While this process is unobjectionable in the context of routine discovery motions, it is flatly contrary to established precedent in the context of substantive, case-dispositive motions. See Romero v. Drummond Co., 480 F.3d 1234, 1245 (11th Cir. 2007) ("Material filed in connection with any substantive pretrial motion, unrelated to discovery, is subject to the common law right of access.").

Trade secrets are entitled to protection and sealed treatment, even in the context of dispositive motions, but sealing actions have extended the definition of a trade secret far beyond what is actually supported in the case law. Florida law, for example, defines a trade secret as information that "derives independent economic value, actual or potential, from not being generally known to, and not being readily ascertainable by proper means by, other persons who can obtain economic value from its disclosure or use" and that is "the subject of efforts that are reasonable under the circumstances to maintain its secrecy."

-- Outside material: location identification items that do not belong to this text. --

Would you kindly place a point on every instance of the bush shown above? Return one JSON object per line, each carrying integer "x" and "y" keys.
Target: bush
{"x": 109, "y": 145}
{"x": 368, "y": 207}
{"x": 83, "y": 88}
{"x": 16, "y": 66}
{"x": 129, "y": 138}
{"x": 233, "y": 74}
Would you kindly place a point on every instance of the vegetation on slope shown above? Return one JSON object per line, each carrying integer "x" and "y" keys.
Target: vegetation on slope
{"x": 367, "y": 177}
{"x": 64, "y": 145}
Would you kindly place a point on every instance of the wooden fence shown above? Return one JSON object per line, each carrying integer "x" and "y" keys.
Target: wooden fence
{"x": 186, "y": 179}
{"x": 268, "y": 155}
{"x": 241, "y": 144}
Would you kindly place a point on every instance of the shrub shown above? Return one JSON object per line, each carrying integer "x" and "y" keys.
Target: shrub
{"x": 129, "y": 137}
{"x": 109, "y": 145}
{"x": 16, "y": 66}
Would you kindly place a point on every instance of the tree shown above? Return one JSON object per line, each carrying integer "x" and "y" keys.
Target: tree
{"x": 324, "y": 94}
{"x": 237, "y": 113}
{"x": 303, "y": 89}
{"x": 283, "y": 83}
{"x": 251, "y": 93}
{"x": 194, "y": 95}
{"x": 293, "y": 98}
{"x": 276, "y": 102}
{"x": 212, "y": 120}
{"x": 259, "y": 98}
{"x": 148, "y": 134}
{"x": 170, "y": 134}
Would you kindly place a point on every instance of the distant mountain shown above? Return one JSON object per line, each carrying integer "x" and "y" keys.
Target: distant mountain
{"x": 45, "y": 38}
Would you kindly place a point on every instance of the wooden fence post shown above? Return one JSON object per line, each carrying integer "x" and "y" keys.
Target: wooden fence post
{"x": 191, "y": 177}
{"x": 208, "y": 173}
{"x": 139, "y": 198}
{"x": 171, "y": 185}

Much of what is presented to courts as "trade secrets" justifying sealed treatment is basic internal business communication, none of which has the "independent economic value" an actual trade secret possesses. See PPD Enterprises, 2017 WL 3263469 at *1 ("the court agrees that trade secrets should be protected. But no rational person could regard every single company email, regardless how vacuous or mundane, as a legitimate trade secret … After all, defendants business is the manufacture and supply of orthopedic medical equipment; they do not traffic in state secrets or classified national security information.").

In Covid-19 litigation, it is likely that emails and related internal business correspondence will be highly relevant to determining whether any given defendant failed to warn consumers of a known risk. Any defendant in possession of such documents will make every effort to seal them, and it will be up to vigilant litigants and courts across this country to only conceal from the public true trade secrets, thereby preserving the long-standing right of access to judicial proceedings.

Alec H. Schultz focuses on commercial litigation at León Cosgrove LLP.